A. Dachshunds can be taught to swim, but can never be strong swimmers due to their short legs and general body structure.
Q. Can Dachshunds live outside?
A. Though they may enjoy time outdoors, Dachshunds are meant to be indoor dogs.
Q. Where should I buy a Dachshund?
A. You can buy a Dachshund from a trusted breeder or adopt one that’s in need of a good home.
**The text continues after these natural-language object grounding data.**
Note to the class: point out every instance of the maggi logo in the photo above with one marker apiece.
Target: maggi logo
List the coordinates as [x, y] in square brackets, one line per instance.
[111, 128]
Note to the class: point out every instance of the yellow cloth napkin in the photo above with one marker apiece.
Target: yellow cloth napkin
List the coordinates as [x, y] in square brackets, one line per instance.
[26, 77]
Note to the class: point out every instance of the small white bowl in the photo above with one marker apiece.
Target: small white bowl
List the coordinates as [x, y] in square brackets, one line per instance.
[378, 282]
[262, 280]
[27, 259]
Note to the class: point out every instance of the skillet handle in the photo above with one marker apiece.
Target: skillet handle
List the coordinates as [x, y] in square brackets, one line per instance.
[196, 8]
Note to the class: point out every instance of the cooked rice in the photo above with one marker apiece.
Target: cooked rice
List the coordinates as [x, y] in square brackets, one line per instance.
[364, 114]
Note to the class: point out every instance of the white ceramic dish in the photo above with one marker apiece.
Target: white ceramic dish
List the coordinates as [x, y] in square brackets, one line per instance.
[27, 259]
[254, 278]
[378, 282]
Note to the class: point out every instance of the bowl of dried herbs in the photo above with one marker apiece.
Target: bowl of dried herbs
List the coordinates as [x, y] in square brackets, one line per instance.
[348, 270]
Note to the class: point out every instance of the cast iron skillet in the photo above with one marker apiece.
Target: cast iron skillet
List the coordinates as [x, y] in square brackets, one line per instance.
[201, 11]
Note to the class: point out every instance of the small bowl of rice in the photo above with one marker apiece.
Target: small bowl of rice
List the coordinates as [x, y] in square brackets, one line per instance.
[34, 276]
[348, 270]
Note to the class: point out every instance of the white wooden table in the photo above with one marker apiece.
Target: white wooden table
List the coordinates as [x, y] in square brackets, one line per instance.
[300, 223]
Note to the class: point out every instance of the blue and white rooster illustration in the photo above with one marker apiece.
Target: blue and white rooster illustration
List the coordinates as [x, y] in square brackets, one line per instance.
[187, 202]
Do your research and avoid irresponsible breeders, puppy mills and pet stores.
Q. Will Dachshunds kill cats?
A. Dachshunds actually have been known to get along alright with cats, and can even befriend them if they are raised around them. If your Dachshund shows aggressive behavior towards cats though, it’s probably best to keep them separate.
Q. What to do when my Dachshund will not stop barking?
A. As mentioned, Dachshunds do have barking tendencies and it’s something that is best addressed in training. You can train them to stop with a command or a clicker. Positive reinforcement in training can help as well.
Q. Where does the Dachshund rank in intelligence?
A. Dachshunds rank as average when it comes to intelligence in training/obedience and when compared to other breeds.
Q. Why will Dachshunds bite?
A. Since Dachshunds were initially bred for hunting, they can develop a tendency to be mouthy and have been known to bite. They have shown to be most aggressive towards strangers or anything they feel threatened by. If your Dachshund shows biting tendencies, it’s something to address as soon as possible in obedience training. Biting can also be prevented if you socialize your Dachshund from a young age with people and other dogs.
Q. When will a Dachshund puppy stop growing?
A. Dachshunds are typically considered full grown between 9-12 months of age.
Q. Are Dachshunds hunting dogs?
A. Technically yes, they were initially bred to be hunting dogs for small, burrowing animals and badgers. They are not commonly used for this purpose anymore, though they may still show signs of it and display hunting instincts.